As long as ……………. lemmi

I just want to add how great it is that your vision of dub music is so broad and inclusive, Mr. Wynands! It's really inspirational, and I hope dub Creators also feel stimulated by your incentive, and keep on conquering new territories for the music

When I read "Menotti Hifi" I immediately have two associations: 1. the legendary Argentine football coach Cesar Louis Menotti and 2. King Tubby's Hometown Hi-Fi. As we have known since the early days of reggae, football and reggae go hand in hand. Bob Marley and Burning Spear loved to play football in the yard or meet up with friends to play football.

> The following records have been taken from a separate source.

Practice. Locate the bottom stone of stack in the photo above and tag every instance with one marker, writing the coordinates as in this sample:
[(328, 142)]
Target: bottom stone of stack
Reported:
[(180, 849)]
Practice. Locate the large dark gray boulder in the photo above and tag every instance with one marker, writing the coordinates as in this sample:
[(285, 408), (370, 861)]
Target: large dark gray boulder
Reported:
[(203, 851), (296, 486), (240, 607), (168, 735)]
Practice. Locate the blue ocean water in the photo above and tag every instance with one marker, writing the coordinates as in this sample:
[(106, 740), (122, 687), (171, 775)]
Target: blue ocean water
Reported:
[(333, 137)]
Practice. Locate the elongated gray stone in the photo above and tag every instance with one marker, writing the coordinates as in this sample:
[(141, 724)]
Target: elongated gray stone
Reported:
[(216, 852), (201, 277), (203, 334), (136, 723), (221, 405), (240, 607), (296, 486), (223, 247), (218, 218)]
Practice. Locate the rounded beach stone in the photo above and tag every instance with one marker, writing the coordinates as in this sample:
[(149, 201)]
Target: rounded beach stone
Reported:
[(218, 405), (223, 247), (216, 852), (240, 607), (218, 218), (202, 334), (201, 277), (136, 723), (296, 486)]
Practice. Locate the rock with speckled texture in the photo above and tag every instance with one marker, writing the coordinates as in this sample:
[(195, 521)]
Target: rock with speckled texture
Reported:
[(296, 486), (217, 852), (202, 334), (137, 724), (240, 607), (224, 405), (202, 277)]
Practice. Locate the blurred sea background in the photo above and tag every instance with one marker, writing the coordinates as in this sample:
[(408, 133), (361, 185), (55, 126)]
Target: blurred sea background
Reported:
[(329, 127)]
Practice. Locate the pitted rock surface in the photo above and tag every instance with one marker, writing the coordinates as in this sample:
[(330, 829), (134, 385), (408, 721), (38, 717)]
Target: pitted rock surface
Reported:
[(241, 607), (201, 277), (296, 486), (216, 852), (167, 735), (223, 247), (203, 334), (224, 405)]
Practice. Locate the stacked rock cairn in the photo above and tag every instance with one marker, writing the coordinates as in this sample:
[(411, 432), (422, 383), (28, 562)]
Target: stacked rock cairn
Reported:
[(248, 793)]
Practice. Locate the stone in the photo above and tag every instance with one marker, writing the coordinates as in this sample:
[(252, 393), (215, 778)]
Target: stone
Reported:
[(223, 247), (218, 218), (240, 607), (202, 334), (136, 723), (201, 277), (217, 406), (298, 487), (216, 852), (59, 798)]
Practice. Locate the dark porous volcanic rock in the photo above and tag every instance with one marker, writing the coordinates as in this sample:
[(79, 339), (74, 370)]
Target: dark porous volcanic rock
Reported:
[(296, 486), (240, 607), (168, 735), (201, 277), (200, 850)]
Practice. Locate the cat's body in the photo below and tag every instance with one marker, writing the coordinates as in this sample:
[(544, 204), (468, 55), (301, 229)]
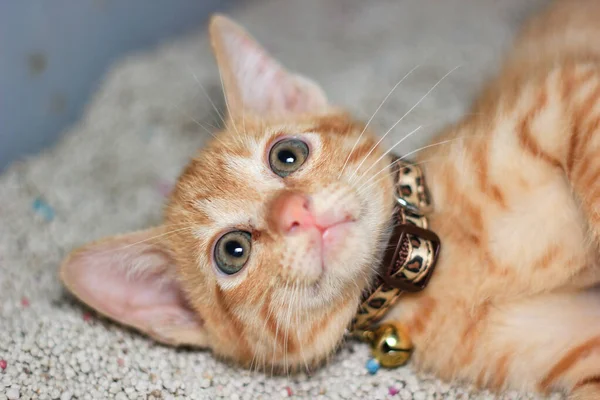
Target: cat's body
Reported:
[(516, 208), (515, 198)]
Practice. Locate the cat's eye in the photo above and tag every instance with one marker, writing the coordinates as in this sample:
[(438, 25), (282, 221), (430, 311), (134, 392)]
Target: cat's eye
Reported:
[(232, 251), (287, 156)]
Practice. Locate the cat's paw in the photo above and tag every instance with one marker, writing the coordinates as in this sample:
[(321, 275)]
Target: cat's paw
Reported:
[(587, 390)]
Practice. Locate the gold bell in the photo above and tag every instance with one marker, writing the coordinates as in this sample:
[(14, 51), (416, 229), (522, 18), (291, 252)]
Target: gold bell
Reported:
[(390, 344)]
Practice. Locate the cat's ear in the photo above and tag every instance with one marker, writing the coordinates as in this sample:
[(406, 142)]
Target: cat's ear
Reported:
[(131, 279), (256, 83)]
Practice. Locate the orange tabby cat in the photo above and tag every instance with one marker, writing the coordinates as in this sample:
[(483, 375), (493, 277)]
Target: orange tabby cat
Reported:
[(269, 238)]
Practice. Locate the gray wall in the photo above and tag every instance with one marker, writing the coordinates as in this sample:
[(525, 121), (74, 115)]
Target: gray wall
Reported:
[(53, 53)]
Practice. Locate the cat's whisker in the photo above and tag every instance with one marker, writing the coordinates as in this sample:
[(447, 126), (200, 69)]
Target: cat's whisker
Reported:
[(205, 129), (373, 116), (277, 323), (390, 149), (384, 176), (206, 94), (227, 105), (264, 330), (298, 327), (402, 118), (111, 250), (292, 301), (413, 152)]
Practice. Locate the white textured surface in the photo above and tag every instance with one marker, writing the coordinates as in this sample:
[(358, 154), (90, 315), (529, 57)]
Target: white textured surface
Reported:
[(106, 177)]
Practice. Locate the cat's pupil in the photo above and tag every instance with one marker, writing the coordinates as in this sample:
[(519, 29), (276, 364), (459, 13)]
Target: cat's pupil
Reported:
[(234, 248), (286, 157)]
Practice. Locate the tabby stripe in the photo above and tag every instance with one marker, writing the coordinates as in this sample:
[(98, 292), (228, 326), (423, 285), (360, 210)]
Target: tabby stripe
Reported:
[(526, 139), (582, 113), (568, 361)]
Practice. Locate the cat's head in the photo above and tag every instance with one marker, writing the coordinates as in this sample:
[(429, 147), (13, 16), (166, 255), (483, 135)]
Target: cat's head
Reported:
[(270, 235)]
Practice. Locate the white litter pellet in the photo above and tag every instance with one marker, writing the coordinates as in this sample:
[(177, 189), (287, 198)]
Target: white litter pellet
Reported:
[(137, 130), (13, 394)]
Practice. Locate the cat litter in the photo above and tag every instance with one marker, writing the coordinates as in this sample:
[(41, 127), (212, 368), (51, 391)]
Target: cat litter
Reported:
[(101, 174)]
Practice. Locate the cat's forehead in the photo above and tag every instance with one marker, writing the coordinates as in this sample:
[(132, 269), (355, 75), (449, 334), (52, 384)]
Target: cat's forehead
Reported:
[(230, 179)]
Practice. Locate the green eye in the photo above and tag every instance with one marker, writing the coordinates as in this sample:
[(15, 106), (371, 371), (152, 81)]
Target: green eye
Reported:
[(232, 251), (287, 156)]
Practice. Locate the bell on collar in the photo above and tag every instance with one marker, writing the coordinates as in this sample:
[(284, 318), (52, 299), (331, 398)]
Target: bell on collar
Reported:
[(390, 344)]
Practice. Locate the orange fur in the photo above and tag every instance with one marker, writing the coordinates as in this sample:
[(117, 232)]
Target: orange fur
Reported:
[(512, 303)]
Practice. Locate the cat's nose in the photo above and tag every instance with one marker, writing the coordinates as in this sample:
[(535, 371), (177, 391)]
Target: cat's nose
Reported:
[(291, 212)]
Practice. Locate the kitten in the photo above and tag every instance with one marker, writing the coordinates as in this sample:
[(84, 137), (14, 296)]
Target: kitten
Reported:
[(270, 237)]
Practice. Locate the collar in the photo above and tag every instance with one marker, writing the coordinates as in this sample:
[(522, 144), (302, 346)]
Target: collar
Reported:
[(407, 264)]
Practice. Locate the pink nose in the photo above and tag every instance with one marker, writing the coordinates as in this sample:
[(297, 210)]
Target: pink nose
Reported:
[(291, 211)]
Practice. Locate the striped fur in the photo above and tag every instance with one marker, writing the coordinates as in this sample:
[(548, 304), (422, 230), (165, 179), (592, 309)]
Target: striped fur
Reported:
[(517, 206)]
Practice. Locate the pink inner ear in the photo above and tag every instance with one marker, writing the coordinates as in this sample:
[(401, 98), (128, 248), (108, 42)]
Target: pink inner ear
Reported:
[(262, 85), (131, 283)]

Purists will turn up their noses and turn away in disgust at this fine blend of funk, pop, rock, jazz and punk. In any case, I like this somewhat strange, colorful reinterpretation of the Dub-Genres. I particularly liked them dubbig refugee anthem “Wouldn't You”, the fugazi punk hit “Cassavetes” as well as the jazz classics “Tunji” by John Coltrane, “Contemporary Focus” by Alfred McCoy Tyner and “Mahjong” by Wayne Shorter. Clearly, the album doesn't become clear on the first listen; it takes time and a bit of perseverance.